2

I'm having trouble obtaining the dispersion parameter of simulated data using statsmodels' GLM function.

import statsmodels.api as sm
import matplotlib.pyplot as plt 
import scipy.stats as stats 
import numpy as np

np.random.seed(1)

# Generate data
x=np.random.uniform(0, 100,50000)
x2 = sm.add_constant(x)
a = 0.5
b = 0.2
y_true = 1/(a+(b*x))
# Add error 
scale = 2 # the scale parameter I'm trying to obtain
shape = y_true/scale # given that, for Gamma, mu = scale*shape
y = np.random.gamma(shape=shape, scale=scale)

# Run model
model = sm.GLM(y, x2, family=sm.families.Gamma()).fit() 

model.summary()

Here's the summary from above: glm output

Note that the coefficient estimates are correct (0.5 and 0.2), but the scale (21.995) is way off the scale I set (2).
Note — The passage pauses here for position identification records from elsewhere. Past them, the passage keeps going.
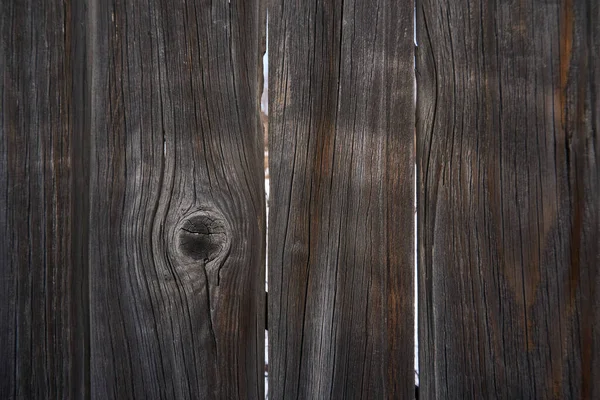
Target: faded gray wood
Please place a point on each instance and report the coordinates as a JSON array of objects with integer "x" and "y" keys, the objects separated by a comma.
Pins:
[
  {"x": 177, "y": 205},
  {"x": 341, "y": 128},
  {"x": 43, "y": 313},
  {"x": 508, "y": 195}
]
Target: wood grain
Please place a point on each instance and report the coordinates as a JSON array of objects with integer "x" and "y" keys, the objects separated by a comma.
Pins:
[
  {"x": 43, "y": 347},
  {"x": 508, "y": 189},
  {"x": 341, "y": 128},
  {"x": 177, "y": 203}
]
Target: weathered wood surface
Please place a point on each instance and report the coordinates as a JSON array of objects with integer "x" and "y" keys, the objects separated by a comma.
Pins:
[
  {"x": 42, "y": 308},
  {"x": 177, "y": 206},
  {"x": 341, "y": 129},
  {"x": 508, "y": 195}
]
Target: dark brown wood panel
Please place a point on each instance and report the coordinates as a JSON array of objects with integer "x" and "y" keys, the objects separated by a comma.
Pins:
[
  {"x": 341, "y": 129},
  {"x": 43, "y": 341},
  {"x": 177, "y": 204},
  {"x": 508, "y": 189}
]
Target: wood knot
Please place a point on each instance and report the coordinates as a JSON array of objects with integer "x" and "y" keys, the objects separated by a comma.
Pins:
[{"x": 203, "y": 236}]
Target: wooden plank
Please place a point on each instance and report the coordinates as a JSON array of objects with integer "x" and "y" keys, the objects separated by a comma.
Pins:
[
  {"x": 341, "y": 128},
  {"x": 508, "y": 183},
  {"x": 43, "y": 342},
  {"x": 177, "y": 204}
]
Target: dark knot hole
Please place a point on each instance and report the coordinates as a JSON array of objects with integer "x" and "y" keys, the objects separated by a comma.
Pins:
[{"x": 203, "y": 237}]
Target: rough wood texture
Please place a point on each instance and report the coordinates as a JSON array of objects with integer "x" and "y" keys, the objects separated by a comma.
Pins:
[
  {"x": 508, "y": 194},
  {"x": 177, "y": 204},
  {"x": 43, "y": 346},
  {"x": 341, "y": 132}
]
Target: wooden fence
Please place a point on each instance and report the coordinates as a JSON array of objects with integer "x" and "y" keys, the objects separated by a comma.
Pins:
[{"x": 132, "y": 212}]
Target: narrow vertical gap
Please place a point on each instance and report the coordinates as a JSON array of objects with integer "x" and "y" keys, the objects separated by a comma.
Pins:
[
  {"x": 416, "y": 211},
  {"x": 264, "y": 117}
]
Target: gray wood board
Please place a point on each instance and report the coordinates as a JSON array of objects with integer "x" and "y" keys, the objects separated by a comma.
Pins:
[
  {"x": 341, "y": 144},
  {"x": 508, "y": 189}
]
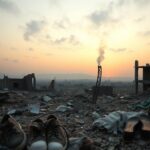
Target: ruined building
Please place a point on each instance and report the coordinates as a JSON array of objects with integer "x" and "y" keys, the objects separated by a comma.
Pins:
[{"x": 28, "y": 82}]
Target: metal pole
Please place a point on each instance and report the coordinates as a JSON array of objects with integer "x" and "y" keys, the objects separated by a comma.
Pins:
[{"x": 136, "y": 76}]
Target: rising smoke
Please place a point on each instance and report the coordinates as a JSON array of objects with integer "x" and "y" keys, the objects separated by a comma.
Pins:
[{"x": 101, "y": 57}]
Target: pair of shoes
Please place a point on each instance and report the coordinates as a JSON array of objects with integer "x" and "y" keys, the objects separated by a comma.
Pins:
[
  {"x": 12, "y": 135},
  {"x": 136, "y": 125},
  {"x": 49, "y": 135}
]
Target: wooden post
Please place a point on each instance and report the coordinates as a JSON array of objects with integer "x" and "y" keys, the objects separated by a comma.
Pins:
[{"x": 136, "y": 76}]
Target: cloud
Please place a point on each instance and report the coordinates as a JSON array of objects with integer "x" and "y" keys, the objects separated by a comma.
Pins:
[
  {"x": 145, "y": 33},
  {"x": 61, "y": 40},
  {"x": 135, "y": 2},
  {"x": 63, "y": 24},
  {"x": 141, "y": 2},
  {"x": 140, "y": 19},
  {"x": 30, "y": 49},
  {"x": 9, "y": 6},
  {"x": 32, "y": 28},
  {"x": 48, "y": 54},
  {"x": 11, "y": 60},
  {"x": 118, "y": 50},
  {"x": 70, "y": 40},
  {"x": 98, "y": 17},
  {"x": 103, "y": 16}
]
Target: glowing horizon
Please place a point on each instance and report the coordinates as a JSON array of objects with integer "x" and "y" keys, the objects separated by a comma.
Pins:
[{"x": 63, "y": 36}]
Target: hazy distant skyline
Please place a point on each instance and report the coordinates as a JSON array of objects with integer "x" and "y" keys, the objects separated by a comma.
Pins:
[{"x": 63, "y": 36}]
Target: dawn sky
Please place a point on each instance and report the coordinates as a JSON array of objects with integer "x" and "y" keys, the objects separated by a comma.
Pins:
[{"x": 64, "y": 36}]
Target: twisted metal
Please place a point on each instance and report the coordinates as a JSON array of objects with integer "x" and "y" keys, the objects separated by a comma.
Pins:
[{"x": 98, "y": 84}]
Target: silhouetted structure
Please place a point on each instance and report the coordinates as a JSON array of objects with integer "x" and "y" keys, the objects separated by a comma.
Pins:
[
  {"x": 98, "y": 89},
  {"x": 28, "y": 82},
  {"x": 146, "y": 77}
]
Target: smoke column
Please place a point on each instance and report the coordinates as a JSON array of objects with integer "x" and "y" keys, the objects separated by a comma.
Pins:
[{"x": 100, "y": 58}]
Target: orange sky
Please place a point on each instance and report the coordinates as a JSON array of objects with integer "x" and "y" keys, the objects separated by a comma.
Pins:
[{"x": 64, "y": 36}]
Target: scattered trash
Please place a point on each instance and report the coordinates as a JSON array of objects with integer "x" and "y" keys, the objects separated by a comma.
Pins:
[
  {"x": 95, "y": 115},
  {"x": 15, "y": 111},
  {"x": 81, "y": 143},
  {"x": 4, "y": 95},
  {"x": 142, "y": 105},
  {"x": 34, "y": 108},
  {"x": 63, "y": 108},
  {"x": 47, "y": 98},
  {"x": 115, "y": 121}
]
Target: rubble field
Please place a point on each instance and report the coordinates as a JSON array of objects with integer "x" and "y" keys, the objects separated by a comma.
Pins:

Can someone point out what it is I'm misunderstanding/doing wrong? Thanks!

Anthony S.
  • 361
  • 1
  • 11
  • `scale` in GLM is just pearson_chi2 / df_resid in this case. I don't know how this relates to the usual Gamma parameterization. statmodels GLM does not estimate the scale by maximum likelihood. – Josef Feb 14 '20 at 01:21
  • 3
    As far as I can figure out the GLM parameterization corresponds to `y = np.random.gamma(shape=1 / scale, scale=y_true * scale)`. – Josef Feb 14 '20 at 02:43
  • 1
    Also, if you reduce the upper bound of x to 10, then the results look better because it avoids the small values for the mean. – Josef Feb 14 '20 at 02:44
  • https://github.com/statsmodels/statsmodels/issues/106#issuecomment-586072934 needs more verification – Josef Feb 14 '20 at 02:53
  • Ah! That does seem to resolve the issue. Is this a bug or a documentation issue within statsmodels then? I ask because this doesn't seem to be consistent with either mu = k*theta notation, or with mu=alpha/beta notation (where dispersion would then be the reciprocal of alpha, but here it seems to be the reciprocal of what would be beta). – Anthony S. Feb 18 '20 at 00:53
  • To be clear, I took your solution to suggest that shape might = beta, scale = alpha (= beta*mu), however – as you note – the dispersion given is 1/beta, rather than 1/alpha. – Anthony S. Feb 18 '20 at 00:55
  • 2
    I was only pattern matching the GLM and GAMMA loglike functions. Statsmodels does not really use this equivalence and only uses the GLM mean-dispersion parameterization, so documenting and supporting reparameterization is still incomplete. – Josef Feb 18 '20 at 03:20
  • 2
    (a quick search) section 2 in http://pj.freefaculty.org/guides/stat/Regression-GLM/Gamma/GammaGLM-01.pdf confirms this. In the one-parameter family GLM version, we take the Gamma shape parameter as fixed, and the Gamma scale parameter is related to the mean, i.e. expected value. That corresponds to the implementation in statsmodels. – Josef Feb 18 '20 at 03:24
  • So provided I have fitted a gamma glm using `statsmodels`, what are then the correct values of shape and scale that I can use for, e.g. `scipy.stats.gamma`? – Willem Oct 01 '20 at 11:32

1 Answers1

1

As Josef noted in the comments, statsmodels uses a different kind of parameterization.

Anthony S.
  • 361
  • 1
  • 11